Limités à de longs plans séquences fixes, ces tableaux bénéficient d’une direction photo remarquable. Son responsable, Gustav Danielsson, exploite habilement l’espace, jouant de main de maître avec l’avant et l’arrière plan et créant des lignes de force dans l’image à partir des angles des décors. D’ailleurs, ceux-ci sont généralement sales et usés. Pas de nature, pas d’environnements aseptisés, que des espaces de repos ou de travail qui puent la présence humaine. De plus, les personnages ne demeurent jamais bien longtemps isolés à l’écran. Dès qu’ils se trouvent seuls, des figurants surgissent, souvent comiquement, des recoins du décor. En revanche, la caméra n’embellit pas les vivants qui déambulent devant elle.
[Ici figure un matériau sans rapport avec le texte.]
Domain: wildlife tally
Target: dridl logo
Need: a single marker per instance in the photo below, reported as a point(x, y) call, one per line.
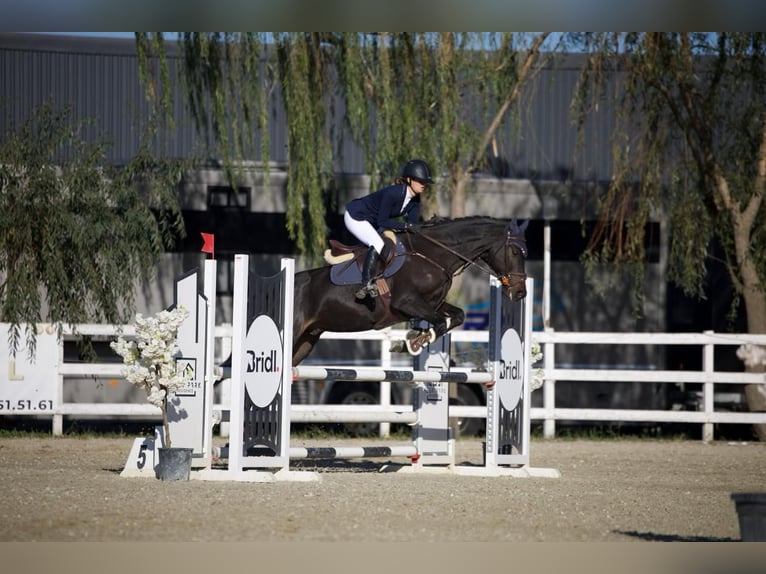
point(263, 361)
point(511, 370)
point(509, 376)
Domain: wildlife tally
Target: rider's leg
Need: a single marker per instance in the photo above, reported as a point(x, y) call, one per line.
point(368, 273)
point(367, 234)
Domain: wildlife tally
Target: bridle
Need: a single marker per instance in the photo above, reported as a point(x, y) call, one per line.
point(520, 243)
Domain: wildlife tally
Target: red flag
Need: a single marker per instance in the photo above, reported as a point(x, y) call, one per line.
point(209, 244)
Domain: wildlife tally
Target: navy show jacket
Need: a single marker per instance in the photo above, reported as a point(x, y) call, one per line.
point(381, 207)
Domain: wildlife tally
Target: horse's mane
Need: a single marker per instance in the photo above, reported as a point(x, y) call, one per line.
point(438, 221)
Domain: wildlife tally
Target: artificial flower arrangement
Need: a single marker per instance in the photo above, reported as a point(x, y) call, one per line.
point(150, 358)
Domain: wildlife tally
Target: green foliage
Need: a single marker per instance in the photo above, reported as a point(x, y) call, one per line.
point(403, 95)
point(695, 104)
point(76, 233)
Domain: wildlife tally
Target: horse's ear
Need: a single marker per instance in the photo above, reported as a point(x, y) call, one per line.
point(517, 229)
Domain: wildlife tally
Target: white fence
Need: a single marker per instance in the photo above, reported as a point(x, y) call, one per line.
point(710, 379)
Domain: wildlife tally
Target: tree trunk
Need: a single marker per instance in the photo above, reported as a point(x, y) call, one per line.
point(755, 309)
point(755, 395)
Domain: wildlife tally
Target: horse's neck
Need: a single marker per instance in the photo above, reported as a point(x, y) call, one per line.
point(460, 247)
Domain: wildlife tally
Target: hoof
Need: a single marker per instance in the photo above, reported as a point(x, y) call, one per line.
point(416, 340)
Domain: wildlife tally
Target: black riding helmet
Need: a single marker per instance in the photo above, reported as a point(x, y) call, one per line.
point(418, 170)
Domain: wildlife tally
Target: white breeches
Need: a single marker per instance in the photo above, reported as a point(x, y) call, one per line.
point(364, 232)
Au contraire, l’éclairage et le maquillage se conjuguent pour donner aux acteurs un morbide teint blême. Les interprètes ont certainement été triés sur le volet pour leurs airs ordinaires. Le film a beau être suédois, vous ne verrez pas de grands ou grandes beautés blondes aux yeux bleus.
Au coeur de cet univers maussade ne flotte qu’une bouée de sauvetage: l’humour grinçant de Andersson. « Les gens sont méchants, tout simplement » soutient-il à travers la bouche d’un psychanalyste déprimé. Ça explique peut-être pourquoi on préfère rire des malheurs présentés à l’écran que d’en pleurer. Le cinéaste chatouille aussi la rate en montrant la cocasserie de l’inconfort à la manière de la série télévisée The Office ou en opposant dans le même plan deux propos très différents comme lors de cette scène où un homme explique ses problèmes financiers pendant qu’une femme bien en chair le chevauche passionnément. Dans le même ordre d’idée, la trame sonore joviale composée par Benny Andersson (membre de Abba) et jouée avec énergie par un orchestre de cuivres tranche nettement avec l’ambiance visuelle affligeante préconisée par Danielsson.
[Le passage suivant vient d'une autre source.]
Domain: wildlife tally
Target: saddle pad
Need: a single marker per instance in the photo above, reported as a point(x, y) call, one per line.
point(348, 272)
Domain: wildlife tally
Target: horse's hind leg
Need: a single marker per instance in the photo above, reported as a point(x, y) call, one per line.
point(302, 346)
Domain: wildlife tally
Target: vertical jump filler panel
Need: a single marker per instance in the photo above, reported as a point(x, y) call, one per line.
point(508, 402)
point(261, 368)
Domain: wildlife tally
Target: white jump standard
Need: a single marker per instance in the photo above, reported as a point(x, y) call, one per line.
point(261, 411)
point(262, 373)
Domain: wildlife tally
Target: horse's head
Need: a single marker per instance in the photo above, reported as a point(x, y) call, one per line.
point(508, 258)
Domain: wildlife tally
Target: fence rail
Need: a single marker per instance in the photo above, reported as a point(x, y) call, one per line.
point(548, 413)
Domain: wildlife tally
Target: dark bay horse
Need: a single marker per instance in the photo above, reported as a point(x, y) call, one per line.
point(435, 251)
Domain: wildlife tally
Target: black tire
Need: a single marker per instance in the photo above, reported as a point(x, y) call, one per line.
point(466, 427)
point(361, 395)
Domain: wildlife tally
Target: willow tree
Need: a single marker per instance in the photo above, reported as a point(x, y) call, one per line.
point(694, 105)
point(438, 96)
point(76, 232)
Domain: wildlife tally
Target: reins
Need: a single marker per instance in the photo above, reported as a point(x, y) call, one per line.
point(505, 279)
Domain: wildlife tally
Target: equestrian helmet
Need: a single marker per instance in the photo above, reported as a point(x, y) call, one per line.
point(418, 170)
Heureusement, le rire, comme l’art, est thérapeutique. D’ailleurs, n’est-ce pas Tim Burton qui comparait ses propres films à des « psychothérapies dispendieuses que les studios ne comprennent pas toujours »? Alors si d’un côté de l’écran, vous vous esclafferez d’un rire salutaire face aux situations embarrassantes projetées, de l’autre Roy Andersson exprime sainement ses inquiétudes vis-à-vis la condition humaine. Contrairement aux Oscars, ici tout le monde gagne.
Du Levande (Nous, les vivants)
Fuck, même pas pris la peine de nommer les acteurs…
Du Levande (Nous, les vivants)
J’ai de la misère à discerner si ce commentaire se veut un reproche ou une blague… Toujours est-il que je ne pense pas, pour les raisons expliqués dans le texte, que l’identité des acteurs importe dans ce film.